即墨染沒有想到他看似不關心什麽,實則竟然把此時的局勢分析的清清楚楚的,事無巨細絲毫不漏,一時難免有些壓抑。

“那你呢?對那個九五至尊的位置可有興趣?”她一臉疑問的開口,臉上掛著笑意,心裏已經隱隱的有了答案。

“爺嘛?給你打下個江山玩玩可好?”他不在乎站的有多高,只是那個位置他是一定要的,籌謀了數十年怎可輕易放棄。

和心裏的猜測是一樣的,即墨染倒沒有說啥,只是點了點頭,“一切小心為妙!”

無論他要怎樣,她都陪著,上窮黃泉下碧落,不離不棄,而且她又怎會猜不到他要那個位置的意思?

北溟流觴抱著懷中瘦弱的小女人,將下巴抵在她的肩窩,俊美如桃花般的俊顏上蝕骨妖冶,他微微的垂下眼瞼,眼眸低垂,聲音低沈沙啞。

“普天之下,唯有你是我心頭之血,融我之心入我之骨,也便割舍不得,人說三十三重天,離恨天最高,佛說十三層地獄,忘川水最苦,你若願意跟隨爺,上至三十三重天堂,下至十三層地獄,你願去哪爺便送你到哪!”

她一楞,眉目流轉間風華絕代,“天下將亂,你如何護我?”

“天下將亂,爺擋著便是,紅塵將亂,爺顛覆整個紅塵也護你無憂,你若要這天下,爺雙手奉上,這天下不及你好看,爺看你便不看他!”

他的話讓她的眼眸瞬間濕潤,這麽長時間了,他竟突然許下了誓言,而且還是如此之重,心裏說不感動是假的。

“人生在世,也不過一捧黃土,何苦為我許下誓言?”她低眉嘆息。

“若人生在世一捧黃土,爺願用生命護你,除非變成一堆白骨,也要護你百歲無憂,締誓結發爺便以心相待,若有違背以我之魂渡你之怨,此生只你再無她!”

即墨染一張絕美的小臉瞬間驚呆,好看的桃花眸中一片波動,好一句以我之魂渡你之怨,無論做到或是做不到,至少此時此刻,他是再用生命去承諾,讓她怎能不心動?

她紅著一雙眼睛,伸出手攬向了他的脖頸,一臉的觸動,“記住你說的,此生只我再無她,若有違背,我便親手將利刃刺入你的心臟。
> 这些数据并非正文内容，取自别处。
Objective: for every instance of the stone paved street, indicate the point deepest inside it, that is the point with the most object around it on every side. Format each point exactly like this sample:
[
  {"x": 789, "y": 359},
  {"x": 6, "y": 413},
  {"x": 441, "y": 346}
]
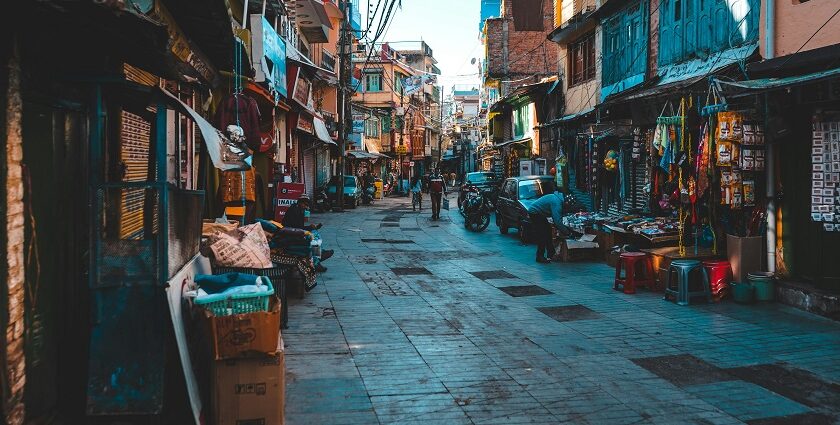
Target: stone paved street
[{"x": 421, "y": 321}]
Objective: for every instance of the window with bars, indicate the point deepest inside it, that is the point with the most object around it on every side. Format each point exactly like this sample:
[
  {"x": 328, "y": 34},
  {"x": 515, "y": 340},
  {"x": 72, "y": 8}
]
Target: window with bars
[
  {"x": 373, "y": 81},
  {"x": 582, "y": 60}
]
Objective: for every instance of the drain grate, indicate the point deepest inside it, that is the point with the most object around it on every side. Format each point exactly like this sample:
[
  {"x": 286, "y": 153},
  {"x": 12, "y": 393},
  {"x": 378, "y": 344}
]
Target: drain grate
[
  {"x": 569, "y": 313},
  {"x": 525, "y": 291},
  {"x": 798, "y": 385},
  {"x": 804, "y": 418},
  {"x": 408, "y": 271},
  {"x": 683, "y": 370},
  {"x": 493, "y": 274}
]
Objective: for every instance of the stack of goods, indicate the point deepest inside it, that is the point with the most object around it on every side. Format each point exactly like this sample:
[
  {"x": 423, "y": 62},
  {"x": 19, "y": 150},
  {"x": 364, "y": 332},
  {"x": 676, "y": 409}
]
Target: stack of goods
[
  {"x": 241, "y": 318},
  {"x": 291, "y": 247},
  {"x": 582, "y": 221},
  {"x": 825, "y": 175},
  {"x": 739, "y": 153}
]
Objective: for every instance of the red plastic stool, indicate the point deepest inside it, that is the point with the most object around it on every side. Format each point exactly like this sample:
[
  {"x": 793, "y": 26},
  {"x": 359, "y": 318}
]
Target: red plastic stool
[
  {"x": 629, "y": 261},
  {"x": 720, "y": 274}
]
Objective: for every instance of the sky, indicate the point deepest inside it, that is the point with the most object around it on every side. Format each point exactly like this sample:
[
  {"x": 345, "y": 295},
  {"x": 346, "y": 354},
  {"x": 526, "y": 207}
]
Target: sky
[{"x": 449, "y": 27}]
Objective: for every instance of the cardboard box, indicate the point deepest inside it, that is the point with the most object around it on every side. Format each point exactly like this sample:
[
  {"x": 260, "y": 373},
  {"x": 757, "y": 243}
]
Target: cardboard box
[
  {"x": 243, "y": 335},
  {"x": 250, "y": 391},
  {"x": 745, "y": 255}
]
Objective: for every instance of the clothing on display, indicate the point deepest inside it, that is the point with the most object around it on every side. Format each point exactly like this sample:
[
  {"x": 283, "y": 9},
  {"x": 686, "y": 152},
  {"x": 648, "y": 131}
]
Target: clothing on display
[{"x": 242, "y": 110}]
”

心臟?北溟流觴征然,隨即輕笑著攬緊了她纖細的腰肢,“好,我若違背曾對染染說過的話,便讓染染親手……”

她突然急切的伸出手捂著他的唇,臉上一臉的嚴肅,一臉的兇神惡煞,“不許胡說了!我倆心裏有數就行!”

話說多了就不好了,而且哪有自己詛咒自己的,就這丫的討厭女人的程度,她是壓根就不擔心有出軌的情況出現。

而且,退一萬步來說,若是真出軌了,在說這些有什麽用,不如實際行動來的痛快,到時候她會讓他知道什麽是生不如死的!

看她緊張的模樣,北溟流觴忽的勾唇淺笑,伸出手握上她放在自己唇上的手,薄唇輕啟,笑著說道,“一生一世一雙人,一杯香茶一盞明燈,偷得浮生半日閑。”

看倆人的感情蹭蹭蹭的加溫,明顯就是處於熱戀中,葉楚可就蔫了,自從倆人在一起後,生怕別人不知道甜蜜似的,直接都住到了一起,而他自然而然的拎著包袱換了個地方住。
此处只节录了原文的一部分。